Of course, just reading a table doesn't do a whole lot of good. Let's say that we need to update this file periodically to reflect changes in the animals' behavior. The animalDanger object has an ACCESS of read-write, which allows us to set its value and update the database file using our SNMP tools. Imagine that the dog in row 2 turns very mean. We need to turn its danger level to 5 (severe-Pain). We could edit the file by hand, but it's easier to issue an snmpset:

$ snmpset -c private sunserver2 \
mauro.other.animalTable.animalEntry.animalDanger.2 integer "5"
mauro.other.animalTable.animalEntry.animalDanger.2 : INTEGER: severe-Pain
Now let's go back and verify that the variable has been updated:
[63]

[63]We could already deduce that the set was successful when snmpset didn't give us an error. This example does, however, show how you can snmpget a single instance within a table.

$ snmpget sunserver2 \
mauro.other.animalTable.animalEntry.animalDanger.2
mauro.other.animalTable.animalEntry.animalDanger.2 : INTEGER: severe-Pain
Once the snmpset is complete, check the file to see how it has changed. In addition to changing the dog's danger level, it has enclosed all strings within quotes:

1 "Tweety" "Bird" "Chirp" 2
2 "Madison" "Dog" "Bark" 5
3 "Big Ben" "Bear" "Grrr" 5
There are even more possibilities for keeping the file up-to-date. For example, you could use a system program or application to edit this file. A cron job could kick off every hour or so and update the file. This strategy would let you generate the file using a SQL query to a database such as Oracle. You could then put the query's results in a file and poll the file with SNMP to read the results. One problem with this strategy is that you must ensure that your application and SNMP polling periods are in sync. Make sure you poll the file after Oracle has updated it, or you will be viewing old data.

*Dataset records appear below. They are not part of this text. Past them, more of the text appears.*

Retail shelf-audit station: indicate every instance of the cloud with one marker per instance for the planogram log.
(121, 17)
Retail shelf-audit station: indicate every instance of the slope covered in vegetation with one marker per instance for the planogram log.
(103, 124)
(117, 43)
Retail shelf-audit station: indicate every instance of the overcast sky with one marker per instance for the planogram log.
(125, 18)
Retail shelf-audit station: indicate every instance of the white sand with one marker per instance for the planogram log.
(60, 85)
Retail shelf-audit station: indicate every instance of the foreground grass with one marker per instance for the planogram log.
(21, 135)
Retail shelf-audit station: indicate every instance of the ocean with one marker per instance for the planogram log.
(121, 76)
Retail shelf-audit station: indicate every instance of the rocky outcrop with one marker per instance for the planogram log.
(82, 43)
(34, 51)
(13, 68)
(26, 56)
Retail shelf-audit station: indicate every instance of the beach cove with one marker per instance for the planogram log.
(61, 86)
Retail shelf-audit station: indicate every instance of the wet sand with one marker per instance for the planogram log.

An effective way to ensure that the file is up-to-date when you read it is to use FILE-COMMAND within the table's definition. This tells the agent to run a program that updates the table before returning any values. Let's assume that we've written a script named get_animal_status.pl that determines the status of the animals and updates the database accordingly. Here's how we'd integrate that script into our table definition:

animalTable OBJECT-TYPE
    SYNTAX   SEQUENCE OF AnimalEntry
    ACCESS   not-accessible
    STATUS   mandatory
    DESCRIPTION
        "This is a table of animals that shows:
         Name
         Species
         Noise
         Danger Level
         FILE-COMMAND: /opt/local/get_animal_status.pl
         FILE-NAME: /opt/local/animal.db"
    ::= { other 247 }
The command must finish within 10 seconds or the agent will kill the process and return the old values from the table. By default, the agent runs the program specified by FILE-COMMAND only if it has not gotten a request in the last 10 seconds. For example, let's say you issue two snmpget commands, two seconds apart. For the first snmpget, the agent runs the program and returns the data from the table with any changes. The second time, the agent won't run the program to update the data -- it will return the old data, assuming that nothing has changed. This is effectively a form of caching. You can increase the amount of time the agent keeps its cache by specifying a value, in seconds, after FILE-COMMAND-FREQUENCY. For example, if you want to update the file only every 20 minutes (at most), include the following commands in your table definition:

       FILE-COMMAND: /opt/local/get_animal_status.pl
       FILE-COMMAND-FREQUENCY: 1200
       FILE-NAME: /opt/local/animal.db"
This chapter has given you a brief introduction to three of the more popular extensible SNMP agents on the market. While a thorough treatment of every configurable option for each agent is beyond the scope of this chapter, it should help you to understand how to use extensible agents. With an extensible agent, the possibilities are almost endless.